By Lisa Karon Richardson
Okay, so it’s got Colin Firth, I don’t have to tell you to go see it. But I have a blog post to do, and by golly, I’m going to do my duty.
The Duke of York, affectionately known as Bertie, stuttered, and for a man constantly in the public eye it was an agony. He tried several doctors until in 1926 he began seeing a speech therapist named Lionel Logue. On the surface it doesn’t seem like the premise for a gripping movie.
But I found the movie compelling. Bertie is portrayed as self-conscious and diffident, but also passionate and witty, loyal and brave. His battle is internal as he is faced with devastating circumstances, beginning with the death of his father. We can see the war within him as he tries to balance his loyalty to his brother’s reign, with his sense of duty to the country. And finally as he assumes the role of king, which he never wanted, and must face the Nazi threat.
Colin Firth is superb in his role as the tormented Bertie, and Geoffrey Rush also does a fantastic job as the speech therapist, and would-be actor, Lionel Logue. His irreverence is a perfect contrast to the buttoned-up duke. It’s his informality and friendliness that slowly drag the duke from his shell and force him to see his potential.

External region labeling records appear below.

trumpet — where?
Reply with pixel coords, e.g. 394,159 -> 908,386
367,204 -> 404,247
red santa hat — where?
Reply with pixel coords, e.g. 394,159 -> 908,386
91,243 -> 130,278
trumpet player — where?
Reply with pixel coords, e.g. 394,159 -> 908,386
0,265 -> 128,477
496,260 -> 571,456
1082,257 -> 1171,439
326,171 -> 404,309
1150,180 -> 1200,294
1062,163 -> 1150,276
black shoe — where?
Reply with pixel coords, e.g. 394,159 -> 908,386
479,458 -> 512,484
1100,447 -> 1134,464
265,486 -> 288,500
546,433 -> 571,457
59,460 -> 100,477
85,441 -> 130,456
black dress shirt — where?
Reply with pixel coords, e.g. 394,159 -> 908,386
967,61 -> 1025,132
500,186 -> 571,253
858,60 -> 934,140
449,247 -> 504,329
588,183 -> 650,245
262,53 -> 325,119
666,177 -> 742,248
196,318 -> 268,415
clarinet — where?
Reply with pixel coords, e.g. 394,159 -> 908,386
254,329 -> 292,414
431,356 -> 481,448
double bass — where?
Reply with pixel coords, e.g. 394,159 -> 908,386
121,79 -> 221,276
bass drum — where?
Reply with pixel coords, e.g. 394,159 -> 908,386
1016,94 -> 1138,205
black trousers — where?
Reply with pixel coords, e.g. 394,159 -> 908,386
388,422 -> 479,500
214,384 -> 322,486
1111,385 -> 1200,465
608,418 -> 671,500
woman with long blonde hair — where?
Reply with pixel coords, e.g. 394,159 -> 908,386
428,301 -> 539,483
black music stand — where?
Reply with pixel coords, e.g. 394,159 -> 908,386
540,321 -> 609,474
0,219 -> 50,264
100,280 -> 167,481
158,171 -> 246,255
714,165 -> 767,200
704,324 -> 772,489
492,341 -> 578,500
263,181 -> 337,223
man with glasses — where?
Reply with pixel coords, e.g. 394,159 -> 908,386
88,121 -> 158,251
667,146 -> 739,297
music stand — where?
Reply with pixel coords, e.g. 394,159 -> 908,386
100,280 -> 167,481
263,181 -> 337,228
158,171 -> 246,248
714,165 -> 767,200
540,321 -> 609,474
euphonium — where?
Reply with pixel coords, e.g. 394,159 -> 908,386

One word of caution. There is some bad language, which earned the movie an R rating. The context of the cursing rendered it totally inoffensive and frankly really funny, and I’m usually sensitive to cussing. Others may not share my sense of humor though.
Overall, the dialogue snaps along, even with the stuttering, and the settings are gorgeous. Character development in this intimate story is fantastic. I highly recommend it. I even sacrificed in preparation for this post and forced myself to see it twice.
Oh, and make sure you catch the previews. Looks like the new Jane Eyre is going to be good!
Anyone else see The King’s Speech yet? What did you think?